After a few short weeks, it appears the Philippines ban on small-town lotteries (STL) will be coming to an end. The Philippine Daily Inquirer reports President Rodrigo Duterte has decided STL operation may begin again for compliant partners, so long as they meet certain conditions.

philippines-small-town-lotteries-allowed-to-resume-if-dues-are-paidThe office of the president confirmed the decision late on August 22, after Philippine Charity Sweepstakes Office (PCSO) general manager Royina Garma announced the news on Facebook. “Yes, the suspension will be lifted upon compliance (with) certain conditions,” the president’s official spokesperson wrote. He added:

“Those compliant franchise holders will have to give three months’ deposit, those noncompliant will have to pay their arrears. There will be a waiver from suits. Franchise holders cannot sue.”

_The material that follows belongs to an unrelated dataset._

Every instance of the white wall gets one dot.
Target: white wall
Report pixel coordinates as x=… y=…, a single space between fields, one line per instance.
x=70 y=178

Adding to that news, they also announced they will publish new implementing rules and regulations (IRRs) on August 26, which all STL operators will have to follow going forward. “Any violation of any of the conditions contained in the implementing rules and regulations will mean revocation of the license to operate the STL,” they warned.

This leaves open one huge unanswered question: have they fully investigated and taken action against corrupt STL operators and PCSO officials, who allowed the system to become a haven for illegal gambling in the first place? The answer to that was a big tease: “Wait until the publication of the IRR on Monday.”

The PCSO and STLs were first ordered to cease operation in late July, when Duterte said they were “f***ing” the government out of money with corruption. The PCSO was allowed to resume after public outcry that it would be unable to meet its charity obligations, but STLs remained closed.

It later came out that PCSO board member Sandra Cam had told Duterte that several STL partners and PCSO directors had been covering up a massively corrupt system, where local lotteries were avoiding paying taxes and remittance to the government and charities, all things which they are mandated to do by their contracts.